Thanks for the further investigation - I hesitate to upgrade to a newer version of VS to confirm the issue - I only have one windows machine available and as you've noted downgrading is not easy.

I may see if we can make the flag easier to disable - AND if/when we next post a release build of CC we'll (try to) ensure it doesn't have this crash either by building with this flag off OR using an older version of MSVC.

Marked for v1.12 as reminder to check these points before doing a release of 1.12.

MikeHolman commented 3 years ago

This code is verifying that any direct calls from JIT code are calling into either Chakra or the CRT. My initial guess is that the CRT dll you loaded has a different name than we are expecting (msvcrt.dll), as that is the most delicate part of this code. Is that something you can verify?

rcane commented 3 years ago

I don't do anything special with the CRT. And the debugger also shows that it loaded msvcrt.dll from "C:\Windows\System32" for my unit test. But since you mentioned msvcrt, I double checked our build script for chakra and I have to correct my initial statement about using the supplied solution as-is. I have actually changed the runtime from static to dll. Could this be a factor?

MikeHolman commented 3 years ago

That is definitely possible. Can you see what dll contains the address you are crashing on?

rcane commented 3 years ago

The failing address lies inside the vcruntime140.dll.

I also just tested with an unmodified version of chakra and I am embarrassed to say that the crash does not happen there. So I guess I owe you guys a beer now. ;-)
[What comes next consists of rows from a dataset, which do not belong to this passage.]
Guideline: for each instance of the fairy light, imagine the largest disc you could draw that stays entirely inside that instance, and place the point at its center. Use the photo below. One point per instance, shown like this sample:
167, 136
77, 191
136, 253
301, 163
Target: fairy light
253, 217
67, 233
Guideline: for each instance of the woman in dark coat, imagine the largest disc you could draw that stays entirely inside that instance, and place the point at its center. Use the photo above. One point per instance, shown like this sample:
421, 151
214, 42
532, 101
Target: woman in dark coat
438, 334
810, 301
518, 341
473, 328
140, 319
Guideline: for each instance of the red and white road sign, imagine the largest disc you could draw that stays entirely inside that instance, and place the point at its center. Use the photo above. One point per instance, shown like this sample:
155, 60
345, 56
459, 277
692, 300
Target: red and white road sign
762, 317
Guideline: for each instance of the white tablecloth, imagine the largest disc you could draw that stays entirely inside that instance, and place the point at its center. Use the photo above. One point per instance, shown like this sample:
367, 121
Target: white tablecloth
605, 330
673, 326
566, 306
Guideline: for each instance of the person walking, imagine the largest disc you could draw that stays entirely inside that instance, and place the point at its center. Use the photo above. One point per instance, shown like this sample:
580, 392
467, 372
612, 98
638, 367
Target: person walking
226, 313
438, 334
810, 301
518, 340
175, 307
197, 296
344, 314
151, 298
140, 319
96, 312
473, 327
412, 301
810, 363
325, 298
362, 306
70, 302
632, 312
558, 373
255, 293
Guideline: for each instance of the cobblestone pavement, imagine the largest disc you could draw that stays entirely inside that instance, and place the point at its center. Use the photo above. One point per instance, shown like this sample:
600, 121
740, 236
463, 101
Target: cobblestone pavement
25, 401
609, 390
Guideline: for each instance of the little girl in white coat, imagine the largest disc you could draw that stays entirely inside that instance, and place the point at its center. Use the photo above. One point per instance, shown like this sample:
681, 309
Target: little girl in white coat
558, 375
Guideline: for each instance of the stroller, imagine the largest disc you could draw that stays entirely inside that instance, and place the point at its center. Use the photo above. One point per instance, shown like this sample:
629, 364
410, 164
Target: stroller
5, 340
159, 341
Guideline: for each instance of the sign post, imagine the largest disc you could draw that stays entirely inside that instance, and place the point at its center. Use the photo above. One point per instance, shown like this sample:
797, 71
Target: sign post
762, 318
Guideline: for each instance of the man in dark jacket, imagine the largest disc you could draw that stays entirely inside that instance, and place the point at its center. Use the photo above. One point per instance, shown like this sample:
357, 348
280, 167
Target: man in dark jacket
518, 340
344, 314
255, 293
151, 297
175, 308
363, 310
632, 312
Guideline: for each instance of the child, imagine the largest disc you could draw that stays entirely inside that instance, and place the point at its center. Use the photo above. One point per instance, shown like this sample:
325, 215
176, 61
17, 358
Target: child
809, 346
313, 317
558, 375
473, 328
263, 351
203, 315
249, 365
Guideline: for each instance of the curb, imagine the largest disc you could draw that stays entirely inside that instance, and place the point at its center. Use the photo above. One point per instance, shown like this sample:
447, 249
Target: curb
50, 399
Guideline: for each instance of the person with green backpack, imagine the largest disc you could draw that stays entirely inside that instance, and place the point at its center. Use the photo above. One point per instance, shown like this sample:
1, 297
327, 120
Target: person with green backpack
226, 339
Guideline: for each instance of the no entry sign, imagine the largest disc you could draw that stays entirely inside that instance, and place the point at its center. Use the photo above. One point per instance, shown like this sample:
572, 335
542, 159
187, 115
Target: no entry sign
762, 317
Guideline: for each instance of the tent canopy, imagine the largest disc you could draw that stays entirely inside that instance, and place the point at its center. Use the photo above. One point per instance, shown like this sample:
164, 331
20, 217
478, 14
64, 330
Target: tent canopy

MikeHolman commented 3 years ago

Haha, don't worry about it! I think your config should be supported. As for a fix, I think changing ShiftAddr to only do the diff calculations if (JITManager::GetJITManager()->IsJITServer()) would be sufficient, as that is the only time an address actually needs to be adjusted.

rhuanjl commented 3 years ago

@MikeHolman thanks for the input on this - appreciated.

@rcane as the issue doesn't arise without your altered config I've removed the bug label; with your altered config disabling the ENABLE_OOP_NATIVE_CODEGEN flag should be fine - or you could put in the check MikeHolman's suggested before the conditions that fail to check at runtime instead of compile time.